Nel corso delle mie ricerche mi sono imbattuto in un testo che, pur non recentissimo, rimane di una sorprendente attualità: Les sources de l’histoire médiévale di Olivier Guyotjeannin (1998). In questo volume, l’autore mette in evidenza con grande chiarezza le difficoltà che incontra lo storico – e in particolare lo storico del Medioevo – nel suo lavoro quotidiano di lettura, interpretazione e confronto delle fonti.Una delle sfide più complesse è senza dubbio quella della lingua. Lo storico dell’antichità, ad esempio, si muove per lo più entro un orizzonte linguistico unitario, quello del latino classico, con tutte le sue variazioni ma pur sempre riconoscibile. Lo storico del Medioevo, invece, si trova immerso in un universo policentrico, in cui il latino si trasforma, si adatta ai territori e ai tempi, e accanto ad esso fioriscono le nuove lingue volgari, le lingue del popolo, vive e mutevoli.

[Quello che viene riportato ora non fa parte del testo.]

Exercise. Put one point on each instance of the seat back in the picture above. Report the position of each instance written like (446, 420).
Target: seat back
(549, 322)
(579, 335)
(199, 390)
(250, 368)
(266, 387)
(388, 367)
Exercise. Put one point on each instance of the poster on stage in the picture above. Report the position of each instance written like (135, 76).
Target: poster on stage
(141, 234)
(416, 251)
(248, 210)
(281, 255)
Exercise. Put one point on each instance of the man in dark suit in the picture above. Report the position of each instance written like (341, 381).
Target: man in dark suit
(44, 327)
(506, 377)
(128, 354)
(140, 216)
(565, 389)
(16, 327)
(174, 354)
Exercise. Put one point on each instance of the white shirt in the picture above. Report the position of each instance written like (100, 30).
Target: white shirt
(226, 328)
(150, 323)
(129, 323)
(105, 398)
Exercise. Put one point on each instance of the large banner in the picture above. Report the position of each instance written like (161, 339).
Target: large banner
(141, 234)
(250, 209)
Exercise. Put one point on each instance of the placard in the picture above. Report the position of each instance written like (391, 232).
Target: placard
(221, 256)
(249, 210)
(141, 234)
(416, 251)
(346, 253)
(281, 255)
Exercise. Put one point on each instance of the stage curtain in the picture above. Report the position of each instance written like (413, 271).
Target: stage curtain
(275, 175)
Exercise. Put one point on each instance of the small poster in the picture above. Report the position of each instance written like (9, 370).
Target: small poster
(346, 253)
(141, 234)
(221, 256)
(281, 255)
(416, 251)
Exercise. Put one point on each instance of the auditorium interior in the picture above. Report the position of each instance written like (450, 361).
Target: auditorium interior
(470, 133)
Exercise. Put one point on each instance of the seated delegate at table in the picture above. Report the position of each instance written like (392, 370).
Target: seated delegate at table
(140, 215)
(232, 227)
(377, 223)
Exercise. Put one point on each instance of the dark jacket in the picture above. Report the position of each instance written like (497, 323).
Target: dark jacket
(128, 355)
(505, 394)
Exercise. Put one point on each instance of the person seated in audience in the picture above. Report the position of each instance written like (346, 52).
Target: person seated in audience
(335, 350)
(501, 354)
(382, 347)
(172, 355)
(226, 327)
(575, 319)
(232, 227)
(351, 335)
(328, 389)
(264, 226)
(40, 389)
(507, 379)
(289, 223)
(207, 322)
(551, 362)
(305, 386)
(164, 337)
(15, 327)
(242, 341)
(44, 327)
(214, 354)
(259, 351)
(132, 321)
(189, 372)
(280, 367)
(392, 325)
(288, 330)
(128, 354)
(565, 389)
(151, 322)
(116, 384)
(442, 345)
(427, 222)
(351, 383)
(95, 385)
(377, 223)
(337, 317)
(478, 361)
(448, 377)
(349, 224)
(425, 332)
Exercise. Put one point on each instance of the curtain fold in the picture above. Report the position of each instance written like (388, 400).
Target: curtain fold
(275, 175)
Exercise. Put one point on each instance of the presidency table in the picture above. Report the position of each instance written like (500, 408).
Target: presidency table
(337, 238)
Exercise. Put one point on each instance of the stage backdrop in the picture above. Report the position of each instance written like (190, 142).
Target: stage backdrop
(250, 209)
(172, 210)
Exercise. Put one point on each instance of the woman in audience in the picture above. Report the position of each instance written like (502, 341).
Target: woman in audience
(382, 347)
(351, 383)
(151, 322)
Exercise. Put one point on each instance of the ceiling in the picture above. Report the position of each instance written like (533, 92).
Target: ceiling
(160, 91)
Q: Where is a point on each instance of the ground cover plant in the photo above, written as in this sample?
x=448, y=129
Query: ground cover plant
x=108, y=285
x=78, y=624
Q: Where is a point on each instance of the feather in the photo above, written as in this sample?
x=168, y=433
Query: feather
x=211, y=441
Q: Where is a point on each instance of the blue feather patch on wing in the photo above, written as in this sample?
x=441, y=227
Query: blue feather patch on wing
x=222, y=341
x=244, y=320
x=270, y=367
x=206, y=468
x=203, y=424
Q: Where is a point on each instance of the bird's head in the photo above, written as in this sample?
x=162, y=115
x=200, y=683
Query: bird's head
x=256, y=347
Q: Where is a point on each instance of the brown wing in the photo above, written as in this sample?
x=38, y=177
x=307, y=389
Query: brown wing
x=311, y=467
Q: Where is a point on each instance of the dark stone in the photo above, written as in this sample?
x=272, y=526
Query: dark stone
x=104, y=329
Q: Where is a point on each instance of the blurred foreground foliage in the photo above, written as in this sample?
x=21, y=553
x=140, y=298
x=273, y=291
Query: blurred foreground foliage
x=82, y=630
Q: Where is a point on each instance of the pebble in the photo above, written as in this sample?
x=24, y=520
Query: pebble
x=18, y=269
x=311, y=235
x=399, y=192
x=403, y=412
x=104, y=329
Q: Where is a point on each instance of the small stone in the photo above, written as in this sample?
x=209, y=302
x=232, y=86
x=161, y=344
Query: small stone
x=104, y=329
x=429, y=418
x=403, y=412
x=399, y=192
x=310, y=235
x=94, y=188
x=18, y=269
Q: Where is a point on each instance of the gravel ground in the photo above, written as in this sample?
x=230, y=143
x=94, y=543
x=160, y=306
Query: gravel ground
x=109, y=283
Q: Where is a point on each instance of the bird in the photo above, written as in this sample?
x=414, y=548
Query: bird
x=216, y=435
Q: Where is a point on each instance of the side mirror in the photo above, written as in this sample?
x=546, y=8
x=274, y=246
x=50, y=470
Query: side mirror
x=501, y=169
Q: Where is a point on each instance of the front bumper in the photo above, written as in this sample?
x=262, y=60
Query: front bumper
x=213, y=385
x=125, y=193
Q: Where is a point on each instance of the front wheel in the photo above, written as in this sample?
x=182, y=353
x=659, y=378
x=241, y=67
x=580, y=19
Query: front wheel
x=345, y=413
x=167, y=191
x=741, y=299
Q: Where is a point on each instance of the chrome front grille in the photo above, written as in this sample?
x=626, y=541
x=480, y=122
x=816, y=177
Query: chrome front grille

Guyotjeannin ricorda un caso emblematico:
« Trilinguisme latin/grec/arabe plus longtemps pratiqué chez les Normands de Sicile » (p. 41).
Una semplice osservazione, ma di enorme portata: nel Mediterraneo medievale, e in particolare nella Sicilia dei Normanni, le lingue si intrecciavano come fili di una stessa trama culturale. Un contesto straordinariamente stimolante, ma che pone allo storico di oggi sfide interpretative enormi.
Il lavoro dello storico medievale, dunque, non può essere un atto solitario. È un esercizio di collaborazione, di ascolto, di pazienza. Serve saper accettare i propri limiti, riconoscere la complessità del passato e imparare a decifrare non solo ciò che i testi dicono, ma anche ciò che tacciono.
Perché in fondo, come ogni buon medievista sa, la storia non si trova mai tutta nelle parole: spesso, abita nei loro silenzi.